You still can come. come doring the day and then hit the nitro at night.


----------



## Riverrat77 (Sep 7, 2007)

dkhntrdstn said:


> Riverrat77 said:
> 
> 
> > Wish I could man... but I'll be going to the Nitro thing on Saturday and playing ball on Sunday. Good luck, hope you shoot well.
> ...


If it was just me, that'd be one thing because I'd probably bag the Nitro and just go shoot my bow but...... I've got a gal coming from quite a ways off to go to the Nitro with me, so probably just going to do that. I'll make the next one since you and I still need to hook up and shoot sometime. Are you doing the pig shoots this year because I'd be down for meeting you up there to shoot. 8)


----------



## dkhntrdstn (Sep 7, 2007)

The pig shoot up parley's ? If that one im going try to make a couple of them this year.


----------



## Riverrat77 (Sep 7, 2007)

Yep...thats the one. We'll have to go up and have dinner and shoot one of these Fridays.


----------



## dkhntrdstn (Sep 7, 2007)

Yea I will try to make it up there a couple times. the next couple weeks might be tuff.


----------



## Boly (Sep 23, 2008)

Can you give the information again so we can read it?


----------



## dkhntrdstn (Sep 7, 2007)

Boly said:


> Can you give the information again so we can read it?


I will try by best.Dont know why it that small.


----------



## dkhntrdstn (Sep 7, 2007)

Some reason I can get it to get bigger.So go here http://bowhuntersofutah.net/index.php/e ... emid=25and click on more info and it will pull up bigger for you.


----------



## bullelk7 (Sep 27, 2007)

how much?


----------



## dkhntrdstn (Sep 7, 2007)

bullelk7 said:


> how much?


20 bucks is what I have been told.


----------



## Boly (Sep 23, 2008)

Thanks for the response dkhntrdstn. I have the information I need now.


----------



## dkhntrdstn (Sep 7, 2007)

Boly said:


> Thanks for the response dkhntrdstn. I have the information I need now.

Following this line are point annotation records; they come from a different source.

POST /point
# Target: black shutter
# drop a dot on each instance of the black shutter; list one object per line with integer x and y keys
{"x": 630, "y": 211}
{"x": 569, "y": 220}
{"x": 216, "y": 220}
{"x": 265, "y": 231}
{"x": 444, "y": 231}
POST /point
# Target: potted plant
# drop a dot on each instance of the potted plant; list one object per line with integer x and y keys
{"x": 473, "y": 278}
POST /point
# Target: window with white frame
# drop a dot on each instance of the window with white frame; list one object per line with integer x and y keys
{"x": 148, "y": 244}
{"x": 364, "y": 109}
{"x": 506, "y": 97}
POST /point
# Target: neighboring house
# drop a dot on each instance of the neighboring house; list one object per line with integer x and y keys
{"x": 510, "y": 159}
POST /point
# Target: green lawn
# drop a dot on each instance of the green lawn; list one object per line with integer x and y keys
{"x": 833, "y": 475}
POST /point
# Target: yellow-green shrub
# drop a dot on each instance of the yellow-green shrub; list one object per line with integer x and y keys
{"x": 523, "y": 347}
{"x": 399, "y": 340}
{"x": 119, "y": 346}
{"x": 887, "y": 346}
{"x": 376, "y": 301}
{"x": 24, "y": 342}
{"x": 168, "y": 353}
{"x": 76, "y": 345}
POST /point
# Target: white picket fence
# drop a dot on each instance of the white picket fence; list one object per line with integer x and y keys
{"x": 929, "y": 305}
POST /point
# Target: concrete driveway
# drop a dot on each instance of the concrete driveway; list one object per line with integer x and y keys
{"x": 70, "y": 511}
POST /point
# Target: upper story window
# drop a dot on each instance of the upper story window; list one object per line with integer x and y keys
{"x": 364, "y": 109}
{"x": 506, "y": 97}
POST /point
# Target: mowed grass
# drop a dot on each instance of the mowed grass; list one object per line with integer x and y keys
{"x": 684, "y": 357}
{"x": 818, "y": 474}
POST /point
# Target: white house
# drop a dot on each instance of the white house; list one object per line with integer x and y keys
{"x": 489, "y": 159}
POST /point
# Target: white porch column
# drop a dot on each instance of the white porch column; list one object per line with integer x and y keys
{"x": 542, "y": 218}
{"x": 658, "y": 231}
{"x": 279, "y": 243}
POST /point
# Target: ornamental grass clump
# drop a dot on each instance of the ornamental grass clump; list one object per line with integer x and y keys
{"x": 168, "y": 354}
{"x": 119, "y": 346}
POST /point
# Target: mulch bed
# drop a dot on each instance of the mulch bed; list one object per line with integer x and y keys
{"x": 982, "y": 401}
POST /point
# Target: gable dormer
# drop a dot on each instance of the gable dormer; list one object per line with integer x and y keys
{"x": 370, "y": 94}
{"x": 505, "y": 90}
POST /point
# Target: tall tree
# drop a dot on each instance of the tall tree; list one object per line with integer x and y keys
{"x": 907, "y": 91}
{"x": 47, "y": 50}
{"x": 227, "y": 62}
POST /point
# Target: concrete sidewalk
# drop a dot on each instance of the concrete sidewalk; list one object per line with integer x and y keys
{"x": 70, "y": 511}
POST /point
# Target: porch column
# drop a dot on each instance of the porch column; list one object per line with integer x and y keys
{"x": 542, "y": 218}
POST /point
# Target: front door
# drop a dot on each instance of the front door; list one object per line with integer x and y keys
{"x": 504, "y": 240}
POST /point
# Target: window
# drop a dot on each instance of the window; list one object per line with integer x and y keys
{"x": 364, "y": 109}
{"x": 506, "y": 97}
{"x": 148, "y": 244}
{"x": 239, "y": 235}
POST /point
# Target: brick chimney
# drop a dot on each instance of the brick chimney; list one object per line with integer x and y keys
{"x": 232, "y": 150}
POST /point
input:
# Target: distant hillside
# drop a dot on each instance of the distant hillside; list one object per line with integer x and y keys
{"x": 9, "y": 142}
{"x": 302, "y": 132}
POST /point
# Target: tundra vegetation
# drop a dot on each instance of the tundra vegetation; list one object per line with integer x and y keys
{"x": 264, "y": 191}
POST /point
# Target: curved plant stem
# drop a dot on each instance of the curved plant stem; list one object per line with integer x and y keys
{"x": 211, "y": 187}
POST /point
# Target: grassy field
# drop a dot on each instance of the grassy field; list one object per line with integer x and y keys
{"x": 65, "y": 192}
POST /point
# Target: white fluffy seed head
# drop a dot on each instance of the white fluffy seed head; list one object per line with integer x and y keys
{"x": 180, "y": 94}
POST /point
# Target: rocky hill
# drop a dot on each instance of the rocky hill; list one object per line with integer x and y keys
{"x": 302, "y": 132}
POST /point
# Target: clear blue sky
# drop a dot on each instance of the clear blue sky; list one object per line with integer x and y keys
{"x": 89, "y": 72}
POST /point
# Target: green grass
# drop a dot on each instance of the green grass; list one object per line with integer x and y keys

Your welcome and hope you come and hang out and shoot.I will be there Saturday.


----------



## Pudge (Nov 24, 2009)

If you get a chance come and help support a great cause. NASP, (National Archery in the Schools Program).


----------



## Finnegan (Sep 7, 2007)

*Opportunity for New Archers!!!*

There will be a small range for kids and beginners to shoot, free. We've got plenty of bows and arrows to lend out, too.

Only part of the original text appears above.